Follow-up probeHave you encountered callback hell, promise chaining issues, or async/await bugs? How did you solve them?
Q08 · Technical
Explain REST vs. GraphQL. What are the trade-offs for a team consuming your API?
API design maturity. Strong engineers can articulate consumer-side trade-offs, not just technical differences.
Follow-up probeHave you migrated between the two or supported both simultaneously? What was the hardest part?
System Design
Q09 · System Design
Design a URL shortening service (like bit.ly). Walk me through your architecture.
Classic system design question. Tests scalability thinking, hashing, caching, and database design.
Follow-up probeHow would your design change if the service needed to handle 10 billion requests per day? Where does your current design break?
Q10 · System Design
Explain the CAP theorem. Give an example of a real system that makes each trade-off.
Distributed systems fundamentals. Strong candidates connect theory to real-world technology choices.
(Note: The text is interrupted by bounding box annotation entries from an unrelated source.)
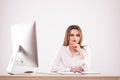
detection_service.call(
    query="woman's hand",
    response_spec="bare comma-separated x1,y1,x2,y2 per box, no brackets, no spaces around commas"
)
74,44,85,59
70,67,84,72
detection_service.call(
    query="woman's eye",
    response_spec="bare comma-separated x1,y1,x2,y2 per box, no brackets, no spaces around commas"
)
76,34,80,37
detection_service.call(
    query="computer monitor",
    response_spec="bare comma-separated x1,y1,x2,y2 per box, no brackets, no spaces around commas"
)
7,22,38,74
Follow-up probeIn your last distributed system, what consistency model did you choose? What were the consequences?
Q11 · System Design
How would you design a rate limiter for an API? What algorithms would you consider?
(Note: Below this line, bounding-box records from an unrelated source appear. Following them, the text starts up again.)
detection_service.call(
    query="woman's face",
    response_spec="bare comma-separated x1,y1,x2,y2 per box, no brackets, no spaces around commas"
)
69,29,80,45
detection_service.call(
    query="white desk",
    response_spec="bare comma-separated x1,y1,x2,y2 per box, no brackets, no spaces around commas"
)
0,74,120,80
Tests understanding of token bucket, leaky bucket, sliding window, and distributed coordination.
Follow-up probeHow does your design handle rate limiting across multiple server instances? What happens if Redis goes down?
Q12 · System Design
Walk me through how you'd design a notification system that sends 10 million push notifications per day.
Tests message queuing, fan-out patterns, retry logic, and delivery guarantees.
Follow-up probeHow do you handle notification failures? What's your strategy for at-least-once vs exactly-once delivery?
Q13 · System Design
How would you design a system to detect duplicate transactions in a payment processor?
Idempotency, distributed locking, and consistency in financial systems. High stakes, good signal.
Follow-up probeWhat happens if your deduplication store goes down mid-transaction? How do you recover?
Code Quality & Engineering Practices
Q14 · Technical
What does "technical debt" mean to you? How do you decide when to pay it down?
Engineering judgment. Strong engineers balance shipping vs. maintainability and communicate trade-offs clearly.
Follow-up probeGive me a specific example of technical debt you inherited. What did you do with it?
Q15 · Technical
How do you approach writing unit tests for code you didn't write?
Testing discipline and ability to work with legacy codebases.
Follow-up probeWhat's the hardest thing you've ever tried to test? How did you approach it?
Behavioural & Situational
Q16 · Behavioural
Tell me about a critical production incident you were responsible for. How did you handle it?
High-signal question. Tests composure, debugging process, communication, and post-mortem discipline.
Follow-up probeWhat changed in your team's process or code after the incident? How did you communicate it to the business?
Q17 · Behavioural
Describe a technical decision you made that you now think was wrong. What would you do differently?
Tests intellectual honesty and learning agility. Candidates who can't answer this are a flag.
Follow-up probeDid anyone on the team raise concerns at the time? How did you respond to them?
Q18 · Behavioural
How do you handle a code review where a senior engineer disagrees with your approach?
Collaboration and constructive conflict. Reveals whether they can hold a position with evidence vs. defer by default.
Follow-up probeGive me a specific example where you pushed back and were right — and one where you pushed back and were wrong.
Q19 · Behavioural
Tell me about the most complex feature you've shipped end-to-end. What made it complex?
Tests ownership, scoping, cross-team coordination, and delivery.
Follow-up probeWhat was the hardest technical problem inside it? How long did it take? What would you change?
Q20 · Behavioural
How do you stay current with new technologies? How do you decide what's worth learning?
Learning agility and judgment. Engineers who chase every trend are as risky as those who never learn anything new.
Follow-up probeWhat's something you evaluated, decided not to adopt, and why? What was the outcome?